Extreme Rapid Intensification of Typhoon Vicente (2012) in the South China Sea
Posted on Jan. 3, 2014
Owen Shieh, NDPTC's Weather and Climate Program Coordinator, along with colleagues at NOAA's Earth Research Laboratory, the Joint Typhoon Warning Center, and the University of Hawaii's Department of Meteorology have recently published an article entitled "Extreme Rapid Intensification of Typhoon Vicente (2012) in the South China Sea" in the American Meteorological Society's (AMS) journal Weather and Forecasting (Volume 28, December 2013).

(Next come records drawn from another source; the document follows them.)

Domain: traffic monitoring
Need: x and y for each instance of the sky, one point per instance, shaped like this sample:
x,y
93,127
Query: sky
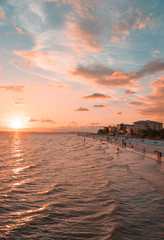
x,y
78,65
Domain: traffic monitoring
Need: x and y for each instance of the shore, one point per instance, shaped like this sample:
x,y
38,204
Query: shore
x,y
147,147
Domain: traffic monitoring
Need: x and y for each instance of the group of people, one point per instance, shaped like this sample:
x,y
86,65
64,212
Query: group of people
x,y
159,154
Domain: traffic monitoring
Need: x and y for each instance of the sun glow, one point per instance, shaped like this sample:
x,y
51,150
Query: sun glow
x,y
16,123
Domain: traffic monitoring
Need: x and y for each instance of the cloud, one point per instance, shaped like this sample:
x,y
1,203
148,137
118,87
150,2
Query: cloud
x,y
156,53
23,63
86,33
152,67
134,20
105,76
32,120
136,103
80,109
12,88
2,15
97,95
99,106
129,92
19,102
38,58
154,102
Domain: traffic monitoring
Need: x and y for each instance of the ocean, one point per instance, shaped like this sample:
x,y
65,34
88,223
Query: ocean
x,y
62,186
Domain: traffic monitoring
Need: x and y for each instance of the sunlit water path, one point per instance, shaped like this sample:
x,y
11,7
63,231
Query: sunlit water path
x,y
56,186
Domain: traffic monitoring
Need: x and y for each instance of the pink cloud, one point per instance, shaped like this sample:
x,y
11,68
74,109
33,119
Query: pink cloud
x,y
151,67
105,76
129,92
154,102
38,58
2,15
23,64
85,33
134,20
136,103
80,109
99,106
12,88
97,95
32,120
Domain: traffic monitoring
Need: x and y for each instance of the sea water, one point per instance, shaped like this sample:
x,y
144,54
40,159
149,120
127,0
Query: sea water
x,y
62,186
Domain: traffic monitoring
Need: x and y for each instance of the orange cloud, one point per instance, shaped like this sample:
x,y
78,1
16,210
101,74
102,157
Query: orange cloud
x,y
12,88
97,95
105,76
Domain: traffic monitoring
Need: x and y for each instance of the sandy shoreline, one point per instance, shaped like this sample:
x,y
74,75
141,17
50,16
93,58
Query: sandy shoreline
x,y
136,145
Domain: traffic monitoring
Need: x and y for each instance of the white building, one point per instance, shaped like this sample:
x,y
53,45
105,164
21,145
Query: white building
x,y
146,125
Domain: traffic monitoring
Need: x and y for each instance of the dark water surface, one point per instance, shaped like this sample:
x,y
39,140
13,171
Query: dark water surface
x,y
55,186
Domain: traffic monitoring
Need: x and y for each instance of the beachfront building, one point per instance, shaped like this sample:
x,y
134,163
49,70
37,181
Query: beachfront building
x,y
146,125
124,128
112,129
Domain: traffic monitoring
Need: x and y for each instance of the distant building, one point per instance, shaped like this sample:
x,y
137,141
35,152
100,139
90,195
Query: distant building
x,y
146,125
124,128
112,129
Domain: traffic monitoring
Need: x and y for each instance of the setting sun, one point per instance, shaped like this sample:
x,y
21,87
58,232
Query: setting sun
x,y
16,123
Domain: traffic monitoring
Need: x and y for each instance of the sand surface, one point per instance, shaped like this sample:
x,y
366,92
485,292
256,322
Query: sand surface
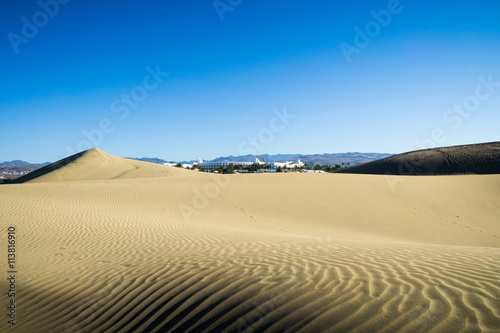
x,y
481,159
113,245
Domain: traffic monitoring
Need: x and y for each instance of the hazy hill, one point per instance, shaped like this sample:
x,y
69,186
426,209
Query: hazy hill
x,y
481,158
323,159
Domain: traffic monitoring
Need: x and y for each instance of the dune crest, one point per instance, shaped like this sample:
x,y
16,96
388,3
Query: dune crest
x,y
95,164
138,247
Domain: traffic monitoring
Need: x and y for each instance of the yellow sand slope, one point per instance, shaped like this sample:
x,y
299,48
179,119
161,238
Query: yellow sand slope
x,y
158,249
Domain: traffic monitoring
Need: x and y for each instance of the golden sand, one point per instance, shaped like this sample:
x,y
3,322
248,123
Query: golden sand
x,y
106,244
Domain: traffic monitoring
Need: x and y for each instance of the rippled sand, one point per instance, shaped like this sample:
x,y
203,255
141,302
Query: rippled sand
x,y
135,247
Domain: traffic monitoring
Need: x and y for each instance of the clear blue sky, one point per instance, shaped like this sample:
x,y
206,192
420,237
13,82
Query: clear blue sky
x,y
226,76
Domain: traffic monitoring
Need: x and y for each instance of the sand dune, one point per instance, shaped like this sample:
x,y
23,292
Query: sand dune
x,y
172,250
94,164
481,158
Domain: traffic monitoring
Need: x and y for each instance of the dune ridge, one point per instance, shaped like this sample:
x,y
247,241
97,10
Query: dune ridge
x,y
482,158
263,253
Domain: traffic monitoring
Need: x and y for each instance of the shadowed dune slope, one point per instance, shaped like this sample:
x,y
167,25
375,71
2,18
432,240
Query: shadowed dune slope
x,y
94,164
481,158
183,251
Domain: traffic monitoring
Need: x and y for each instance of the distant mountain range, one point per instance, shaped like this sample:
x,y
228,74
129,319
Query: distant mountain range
x,y
17,168
322,159
14,169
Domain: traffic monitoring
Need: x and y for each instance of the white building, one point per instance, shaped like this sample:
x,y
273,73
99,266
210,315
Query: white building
x,y
214,165
287,164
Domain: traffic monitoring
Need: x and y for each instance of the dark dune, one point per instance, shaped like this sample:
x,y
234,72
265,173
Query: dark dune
x,y
481,158
46,169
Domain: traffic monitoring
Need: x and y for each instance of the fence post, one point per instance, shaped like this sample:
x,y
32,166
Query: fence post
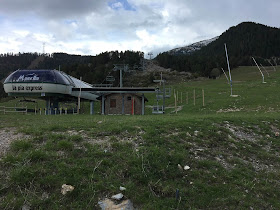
x,y
203,97
194,97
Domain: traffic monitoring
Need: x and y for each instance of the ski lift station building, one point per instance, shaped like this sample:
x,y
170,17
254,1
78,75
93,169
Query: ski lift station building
x,y
56,86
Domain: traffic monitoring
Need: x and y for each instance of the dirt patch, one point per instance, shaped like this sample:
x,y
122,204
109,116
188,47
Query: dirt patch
x,y
7,136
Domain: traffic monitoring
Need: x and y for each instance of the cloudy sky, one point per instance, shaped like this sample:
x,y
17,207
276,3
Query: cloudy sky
x,y
89,27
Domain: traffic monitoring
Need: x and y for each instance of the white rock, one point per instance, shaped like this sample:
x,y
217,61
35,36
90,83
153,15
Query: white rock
x,y
66,188
117,196
122,188
186,167
180,167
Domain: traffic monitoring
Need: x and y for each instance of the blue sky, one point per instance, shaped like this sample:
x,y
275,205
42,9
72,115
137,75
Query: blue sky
x,y
94,26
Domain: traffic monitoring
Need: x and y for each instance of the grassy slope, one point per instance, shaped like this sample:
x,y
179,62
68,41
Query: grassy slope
x,y
233,156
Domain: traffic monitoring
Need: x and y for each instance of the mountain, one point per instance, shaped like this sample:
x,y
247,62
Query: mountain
x,y
189,49
243,41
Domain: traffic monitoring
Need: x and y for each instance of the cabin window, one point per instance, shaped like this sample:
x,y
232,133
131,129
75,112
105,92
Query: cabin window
x,y
113,103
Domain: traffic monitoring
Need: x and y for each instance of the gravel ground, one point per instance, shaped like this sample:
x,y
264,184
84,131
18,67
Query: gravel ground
x,y
7,135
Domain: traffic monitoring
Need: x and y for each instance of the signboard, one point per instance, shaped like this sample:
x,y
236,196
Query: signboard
x,y
28,78
27,88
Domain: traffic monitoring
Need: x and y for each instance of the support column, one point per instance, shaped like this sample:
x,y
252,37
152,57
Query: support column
x,y
103,105
143,104
91,107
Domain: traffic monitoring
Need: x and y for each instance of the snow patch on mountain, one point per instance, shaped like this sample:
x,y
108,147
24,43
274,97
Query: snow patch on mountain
x,y
189,49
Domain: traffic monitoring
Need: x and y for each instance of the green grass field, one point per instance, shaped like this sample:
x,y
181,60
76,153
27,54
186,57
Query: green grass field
x,y
231,146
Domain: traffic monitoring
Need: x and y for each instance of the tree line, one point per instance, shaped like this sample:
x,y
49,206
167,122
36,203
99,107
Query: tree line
x,y
243,41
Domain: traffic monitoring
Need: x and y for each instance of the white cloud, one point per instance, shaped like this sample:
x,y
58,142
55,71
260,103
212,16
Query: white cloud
x,y
90,27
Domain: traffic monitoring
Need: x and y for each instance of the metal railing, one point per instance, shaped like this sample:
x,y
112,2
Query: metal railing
x,y
6,109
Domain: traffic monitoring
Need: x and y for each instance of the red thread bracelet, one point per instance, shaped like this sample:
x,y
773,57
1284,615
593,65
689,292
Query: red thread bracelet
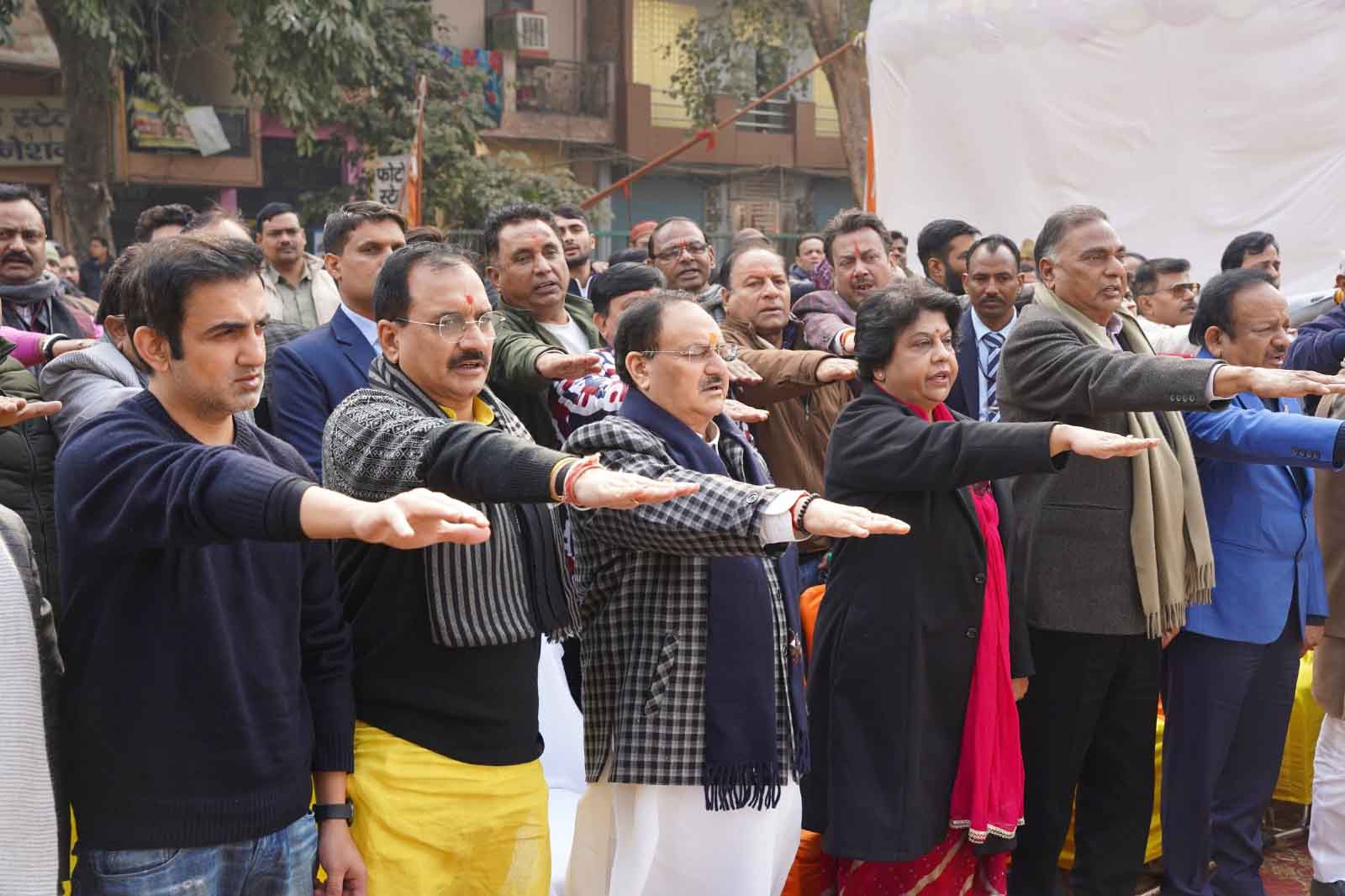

One of the primary challenges for both tropical cyclone (TC) research and forecasting is the problem of
intensity change. Accurately forecasting TC rapid intensification (RI) is particularly important to interests
along coastlines and shipping routes, which are vulnerable to storm surge and heavy seas induced by intense
tropical cyclones. One particular RI event in the western North Pacific Ocean with important scientific implications
is the explosive deepening of Typhoon Vicente (2012). Vicente underwent extreme RI in the
northern South China Sea just prior to landfall west of Hong Kong, China, with maximum sustained winds
increasing from 50 kt (1 kt = 0.51ms-1) at 0000 UTC 23 July to 115 kt at 1500 UTC 23 July. This increase of
65 kt in 15 h far exceeds established thresholds for TC RI. Just prior to this RI episode, Vicente exhibited
a near-908 poleward track shift. The relationship between the track and intensity change is described, and the
authors speculate that the passage of an upper-tropospheric (UT) ‘‘inverted’’ trough was a significant influence.
An analysis of real-time numerical model guidance is provided and is discussed from an operational
perspective, and high-resolution global model analyses are evaluated. Numerical model forecasts of the UT
trough interaction with the TC circulation were determined to be a shortcoming that contributed to the
intensity prediction errors for Vicente. This case study discusses the importance of considering UT features in
TC intensity forecasting and establishes current modeling capabilities for future research.